Add ability to train decoder using embedding-image pairs #63

Closed Veldrovive closed 2 years ago

Veldrovive commented 2 years ago

I am implementing a single node training script for the decoder and it seems @lucidrains has implemented a wrapper script for this purpose that is already feature-full. Currently, the forward pass is implemented as follows: https://github.com/lucidrains/DALLE2-pytorch/blob/1d5dc088109c5d606096d40bea59ff8c7b8e7d9f/dalle2_pytorch/train.py#L189-L199 This lacks the ability to substitute our own image embeddings in the case where we have precomputed embedding-image pairs. The functionality is already mostly supported by the Decoder network where image_embed can be passed to the forward method so this could be implemented by simply adding the image_embed parameter as a pass though to decoder.forward. However, it would also be convenient to make the clip model optional in the Decoder constructor. I already started on this a week ago in this branch by adding the ability to set clip_image_size and channels separately from a clip model.

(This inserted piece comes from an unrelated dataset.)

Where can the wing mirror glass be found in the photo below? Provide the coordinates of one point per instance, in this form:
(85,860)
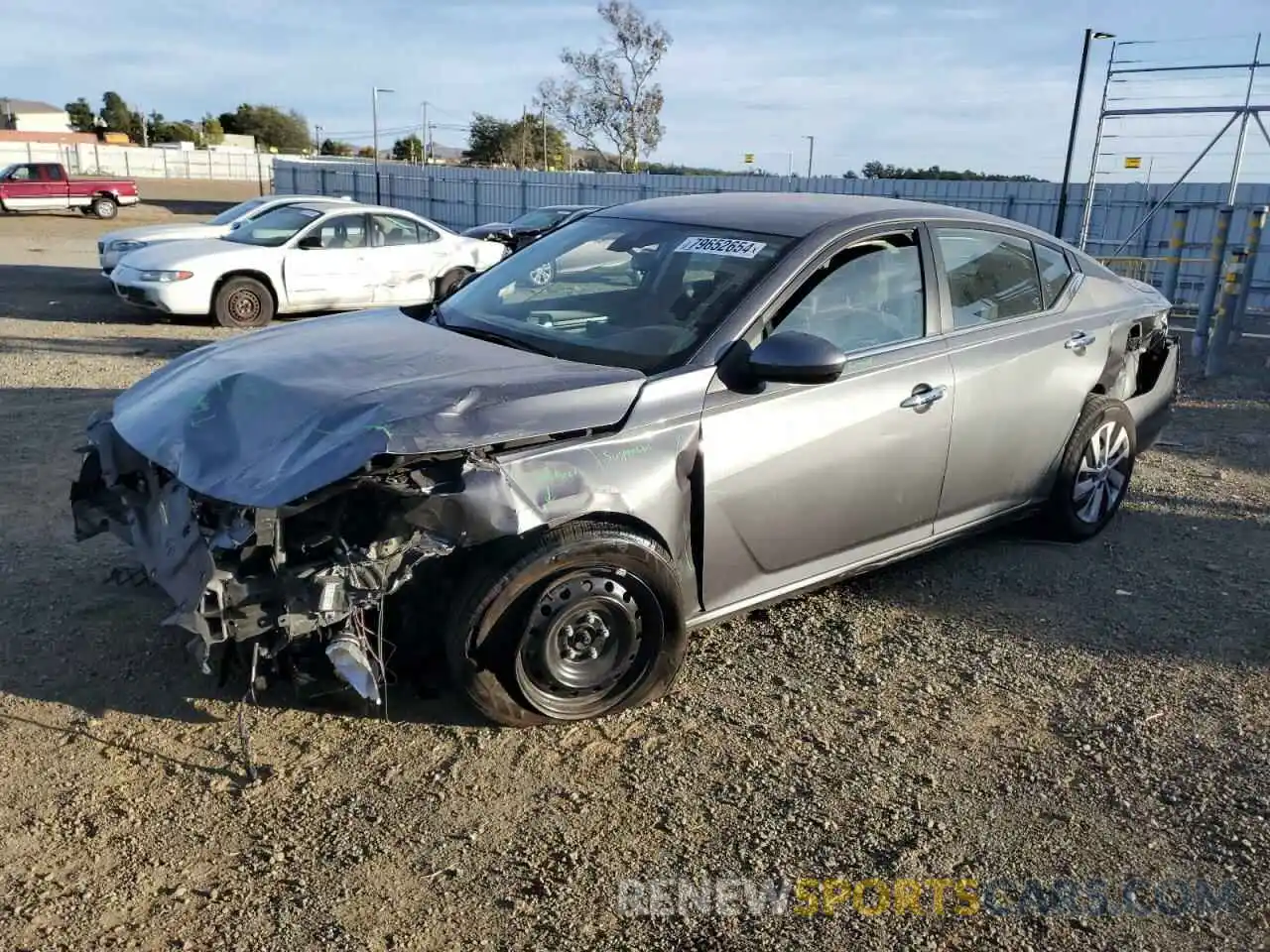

There are only a few small changes that would be necessary to implement this feature so I could put together a pull request to do this.

lucidrains commented 2 years ago

@Veldrovive Hi Aidan! Indeed that is the case, and I can get this finished in the next half hour, been meaning to get around to it!

lucidrains commented 2 years ago

@Veldrovive here you go https://github.com/lucidrains/DALLE2-pytorch/releases/tag/0.0.106

Veldrovive commented 2 years ago

Great! For the DecoderTrainer are you thinking to just use kwargs for image_embed and not put a specific named parameter for it?

lucidrains commented 2 years ago

@Veldrovive yup, for wrapper i usually just forward kwargs to whatever is being wrapped (instead of using some fancy forwarding module)